"You have your orders," said Spartan. "Carry them out."

We climbed into the car through tiny locks. The interior was pressurized and full of air, so that we were able to take off our helmets. There were large windows on all sides from which we were able to look out on the red sandy plain.

Our ship had landed in the neck of desert between Solis Lacus Major and Solis Lacus Minor, which we now shortened to Major and Minor. We were on a ridge, possibly the highest point between the two oases, although we could not see Minor to our west, since it was over the horizon.

To the east, the ground sloped downward and on the horizon we could see the dark green of vegetation that marked the edge of Major. To the north was the first of the two canals connecting the double oasis. To the south there was only desert, stretching several hundred miles to the canal junction at Pnyx.

It was about three miles to the fallen spaceship. It had toppled in the soft sand, narrowly missing an outcropping of rock. Perhaps the base of the craft had struck the rock, causing the ship to fall over. I noticed the rocks were highly polished, without any sign of stratification. Probably they were igneous.
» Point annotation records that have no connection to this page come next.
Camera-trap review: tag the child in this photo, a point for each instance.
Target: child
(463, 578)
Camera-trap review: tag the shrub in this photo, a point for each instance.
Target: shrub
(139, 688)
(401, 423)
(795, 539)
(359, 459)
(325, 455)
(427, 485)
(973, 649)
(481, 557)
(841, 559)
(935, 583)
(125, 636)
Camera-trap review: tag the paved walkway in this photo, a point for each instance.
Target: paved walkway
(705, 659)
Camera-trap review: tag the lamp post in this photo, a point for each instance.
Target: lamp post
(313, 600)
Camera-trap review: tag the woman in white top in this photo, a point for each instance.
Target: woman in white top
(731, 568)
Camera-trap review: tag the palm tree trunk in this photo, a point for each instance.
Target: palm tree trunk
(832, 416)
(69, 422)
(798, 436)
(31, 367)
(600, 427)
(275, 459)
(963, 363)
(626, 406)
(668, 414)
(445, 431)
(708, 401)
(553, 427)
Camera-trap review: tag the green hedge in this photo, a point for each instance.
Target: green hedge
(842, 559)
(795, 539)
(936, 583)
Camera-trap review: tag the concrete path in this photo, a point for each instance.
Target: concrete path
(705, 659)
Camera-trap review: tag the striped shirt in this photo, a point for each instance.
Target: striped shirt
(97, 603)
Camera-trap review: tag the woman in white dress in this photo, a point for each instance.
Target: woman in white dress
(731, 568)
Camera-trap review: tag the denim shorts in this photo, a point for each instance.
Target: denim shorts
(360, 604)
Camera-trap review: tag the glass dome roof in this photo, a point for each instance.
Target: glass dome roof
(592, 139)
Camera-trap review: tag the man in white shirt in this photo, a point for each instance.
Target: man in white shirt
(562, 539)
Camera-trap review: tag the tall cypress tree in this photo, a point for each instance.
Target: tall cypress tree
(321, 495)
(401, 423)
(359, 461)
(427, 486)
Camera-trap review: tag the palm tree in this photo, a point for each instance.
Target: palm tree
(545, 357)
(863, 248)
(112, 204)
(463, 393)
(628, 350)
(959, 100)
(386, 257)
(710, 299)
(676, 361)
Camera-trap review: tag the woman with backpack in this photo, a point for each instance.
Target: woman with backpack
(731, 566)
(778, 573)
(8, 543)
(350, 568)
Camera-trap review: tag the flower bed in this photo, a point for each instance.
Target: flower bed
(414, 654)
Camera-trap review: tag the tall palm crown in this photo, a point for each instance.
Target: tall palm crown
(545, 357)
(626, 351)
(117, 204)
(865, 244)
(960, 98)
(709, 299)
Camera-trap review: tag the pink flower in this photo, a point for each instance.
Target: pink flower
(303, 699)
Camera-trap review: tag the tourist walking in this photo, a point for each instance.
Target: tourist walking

Sandstorms must have given them that fine polish—there was no water around to erode them and the polar glaciers didn't come this far south.

A little ridge prevented us from looking down into the canal, and we drove over it for our first close glimpse of this Martian phenomenon.

We weren't quite prepared for the grandeur of the view. The canal was at least five miles wide, possibly three miles deep. The walls were sometimes sheer, dropping thousands of feet, leveling off, then dropping again to form a series of gigantic terraces. In other spots landslides had crumbled the walls and a slope had been formed, rather steep, but not too precipitous for a Mars-car to negotiate.

"Let's go down!" I said.

I wanted to see the bottom of this majestic ditch. It was awe-inspiring, like the Grand Canyon, which it resembled in color, except that the walls were unstratified. These rocks had never been formed at the bottom of the sea, but had been baked by the internal fires of the planet. The last sea had dried before the canals had been cut. Although they were red, the color shaded from a brilliant scarlet to a brownish green at the bottom. There was vegetation down there, and something else, as precious as anything we'd seen thus far—water!

There wasn't too much of it; merely a tiny stream flowing in the center of the canal, its path straight, like the canal itself. "I hope it's fit to drink," I told Axel. "But it's gotta be. This canal wasn't made by forces of nature. Nor could it have been built by hands, beaks or paws. Only tools could have done it. And tools are used only by intelligent life."